Wir schreiben das Jahr 2001: Im Saal eines Berner Restaurants tagt der Vorstand eines nationalen Branchenverbandes. Als Haupttraktandum stehen die Pensionierung des langjährigen Direktors sowie die Nachfolgelösung an. Der Präsident informiert über das Vorgehen und gibt bekannt, dass die iek Institut für emotionale Kompetenz AG (iek) mit dem Rekrutierungsprozess beauftragt wird. Eine hochgezogene Augenbraue hier, ein feines Stirnrunzeln da – und in den meisten Köpfen ein grosses Fragezeichen: Was steckt hinter dem ungewöhnlichen Namen dieser Kaderselektionsfirma? Das war vor 20 Jahren. Mittlerweile ist die Berücksichtigung der emotionalen Intelligenz (EQ) in der Personalvermittlung selbstverständlich.

Daniel Goleman und EQ
Ende der 90er Jahre schrieb der an der Harvard-Universität lehrende Psychologe Daniel Goleman sein zweites Buch über emotionale Intelligenz. Er gab ihm den Titel «EQ – der Erfolgsquotient» und stellte darin auf Basis umfangreicher Untersuchungen bei zahlreichen internationalen Unternehmen eine viel beachtete These auf: Besonders erfolgreiche Führungskräfte verfügen in der Regel über besser entwickelte emotionale Kompetenzen als durchschnittlich erfolgreiche Führungskräfte. Zudem brachte er neue Gedanken zum Stellenwert einer emotional intelligenten Unternehmenskultur und deren Bedeutung für den wirtschaftlichen Erfolg eines Unternehmens in die Fachdiskussion ein.
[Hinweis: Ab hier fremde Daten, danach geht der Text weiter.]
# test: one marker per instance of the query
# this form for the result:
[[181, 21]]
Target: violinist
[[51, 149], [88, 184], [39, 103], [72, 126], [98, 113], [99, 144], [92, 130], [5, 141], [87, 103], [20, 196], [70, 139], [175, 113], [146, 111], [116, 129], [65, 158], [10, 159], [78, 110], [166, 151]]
Stress, Burn-out und die Folgekosten
Eine im Auftrag des Staatssekretariats für Wirtschaft durchgeführte Studie zeigte um die Jahrtausendwende auf, dass Stress in der Schweizer Arbeitswelt jährliche Kosten in der Höhe von 4,2 Milliarden Franken verursacht. Laut einer Mitteilung des Bundesamtes für Statistik gab fast die Hälfte der befragten Erwerbstätigen im Rahmen der «Schweizerischen Gesundheitsbefragung 2002» an, dass sie sich am Arbeitsplatz durch starken psychischen Druck beeinträchtigt fühlt. Nach diesen Untersuchungsergebnissen begannen die Unternehmen in erste Massnahmen im Bereich der Betrieblichen Gesundheitsförderung (BGF) zu investieren. Doch schon bald setzte sich die ernüchternde Erkenntnis durch, dass es mit der unentgeltlichen Abgabe von Wasser und Obst nicht getan ist. Die grosse Bedeutung der sogenannt weichen Faktoren wie Betriebsklima, Unternehmenskultur und Führungsstil wurde auch im Kontext der BGF immer deutlicher.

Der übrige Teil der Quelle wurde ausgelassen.